Thoughts from a Retirement Coach
By Mariella Vigneux, MBA, ACC
Certified Professional Coach
When you meet someone new, do you pay attention to what you tell them about yourself? It is in these conversations that we create images about our identity. We select stories and events from our past to shape people’s views of us.
Are we telling them that we’re happy? Successful? Busy, busy, busy? Are we telling them where we live, what we do for a living, how many kids we have?
How do you define yourself? For those who have retired, has the way you define yourself changed?
Stories from Newfoundland
I recently spent a month driving around Newfoundland with my partner, my sister, and my brother-in-law. We stood out from the local residents: we talked differently, we had a canoe on the car in the icy month of May, and our car had an Ontario licence plate. So, people struck up conversations with us. “Where you from,” they’d ask. “We’re from Ontario,” we’d say. “Not Toronto,” we’d be quick to add. “We live a couple of hours outside of Toronto.” We were anticipating an aversion to Toronto-centric Ontarians. We were trying to identify ourselves as okay people, even though, to them, we are westerners. (Sorry, Torontonians. I know you are okay people too.)
Then the Newfoundlanders would tell us a bit about themselves, defining themselves through their stories, interests, and way of interacting.
We met Bruce in Deer Lake.
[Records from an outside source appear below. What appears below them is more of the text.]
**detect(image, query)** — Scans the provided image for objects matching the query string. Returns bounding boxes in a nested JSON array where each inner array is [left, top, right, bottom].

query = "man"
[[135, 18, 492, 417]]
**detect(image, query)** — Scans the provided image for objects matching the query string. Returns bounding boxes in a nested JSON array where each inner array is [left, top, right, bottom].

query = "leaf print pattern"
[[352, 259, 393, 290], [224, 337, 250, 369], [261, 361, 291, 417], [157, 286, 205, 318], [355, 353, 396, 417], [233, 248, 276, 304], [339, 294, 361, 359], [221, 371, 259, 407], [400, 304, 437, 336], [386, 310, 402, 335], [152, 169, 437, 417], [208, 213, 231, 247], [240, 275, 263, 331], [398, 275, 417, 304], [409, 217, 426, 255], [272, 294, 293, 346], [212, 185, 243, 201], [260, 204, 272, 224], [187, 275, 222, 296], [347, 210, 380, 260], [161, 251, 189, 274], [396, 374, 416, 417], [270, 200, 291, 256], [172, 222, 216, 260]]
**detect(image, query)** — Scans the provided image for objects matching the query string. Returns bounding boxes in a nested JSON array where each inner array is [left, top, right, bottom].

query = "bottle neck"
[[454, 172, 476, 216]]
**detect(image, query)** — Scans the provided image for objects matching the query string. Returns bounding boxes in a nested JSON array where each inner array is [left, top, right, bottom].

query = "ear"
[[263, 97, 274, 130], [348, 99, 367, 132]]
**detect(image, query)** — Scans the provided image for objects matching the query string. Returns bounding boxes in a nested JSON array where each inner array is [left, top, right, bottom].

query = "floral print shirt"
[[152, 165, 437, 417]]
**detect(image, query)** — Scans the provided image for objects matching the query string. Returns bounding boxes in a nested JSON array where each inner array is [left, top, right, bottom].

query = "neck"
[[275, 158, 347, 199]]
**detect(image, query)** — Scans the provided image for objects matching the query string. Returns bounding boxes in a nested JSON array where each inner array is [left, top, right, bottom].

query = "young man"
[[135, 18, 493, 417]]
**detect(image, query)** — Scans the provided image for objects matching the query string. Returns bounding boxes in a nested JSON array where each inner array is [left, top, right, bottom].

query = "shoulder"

He came to return our lost cell phone. Bruce seemed to be a helper, and not only for us. He told of giving his employee extra money to help her out, as her husband was near death. Bruce was absolutely passionate about motorcycles, showing us his 800-lb. machine with great pride. He wanted us to visit the place of his ancestors. He was a person who had worked in numerous types of work. Bruce was an enthusiast.
The commercial fisherman we met in La Scie loved people. He was once a tour guide by profession, always a lover of conversation, a seeker of information, a tour guide in life.
We talked with a waitress in a fish processing town. Even though she seemed unclear about the shrimp quota cutback, and about who she felt was in the right and who was in the wrong, she was very clear in telling us that the world is an unjust place.
Wayne, who kept popping up to entertain us in different villages, was a consummate storyteller, bringing humour to all conversations. His tales were of hardship as a youth, his tale-telling full of contagious laughter.
Raymond, the Bed and Breakfast operator, wanted to please. He stayed up until 2:30 in the morning learning how to bake brioche for us, because we said we liked it. His passion was old cars; he loved fixing them up and eventually selling them (usually at a loss).
What do we say?
I can’t remember saying much about myself to the people we met, and what I did say would have given them a very sketchy view of who I am.
Should I have told them all about the things I love? I could have said that I love where I live, where I hear only the sound of wind in the trees, where the air is filled with the fragrance of white peonies and lilacs. In winter, the snow is up to my knees. I can ski from my front doorstep. I have 120-year-old maple trees standing as sentinels around my house. Colourful birds come to my birdfeeders all year, and I see bird nests fill and empty each spring. My work allows me to sit with people to hear about their hopes and dreams, their struggles, and fears. My life is full of people I love. I have nine siblings all of whom love each other. And I have a huge, laughing, extended family. I’m looking forward to creating a book. My two cats are extremely affectionate. Etcetera.
Should I have told them I sometimes worry about money? That I often doubt myself? That I strive too much?
They would have received a clearer impression of who I am. But do new acquaintances want to hear about my worries and doubts? Probably not. Do they want to hear about what I love, or would they consider it boastful? Might it even create envy?
What’s the point?
If the purpose of meeting new people is to forge a connection, we want what we say about ourselves to be as accurate as possible. We’re looking for commonalities, for ways to create a bond: Do we know the same people? Do we share a passion? Have we visited the same places? Do we have the same values? It’s a conversational dance, one that requires us to speak honestly and to listen intently.
I guess that is why it is important to listen to how we define ourselves. Do we like what we’re hearing? What are we leaving out, and why? Are our stories old, outdated, no longer relevant? Could we tell stories that are closer to what makes us tick, closer to what’s important to us now? Heck, if we can’t focus on what’s important to us at this age, when will we? And what if we were to focus more on hopes, on what’s new, and on where we’re headed, instead of on where we’ve been and the troubles we’ve had.
A tinker? A tailor?
It’s difficult to make strong personal connections unless we know ourselves. Who are you – really? Perhaps you are a person who mends things. Saves things. A problem-solver. An appreciator of beauty. A creator of beauty. A survivor. An adventurer. Maybe you are a people-broker. Or a warrior for the downtrodden. One who loves and is loved. One who questions. One who takes care of people. Or maybe you are a dreamer, an organizer of chaos, a seeker, a striver, or a builder. Maybe you are all of these things.
And perhaps the profound question is not “Who do you SAY you are” or even “Who are you?”
Maybe it is “Are you who you want to be?” But that’s a whole different question!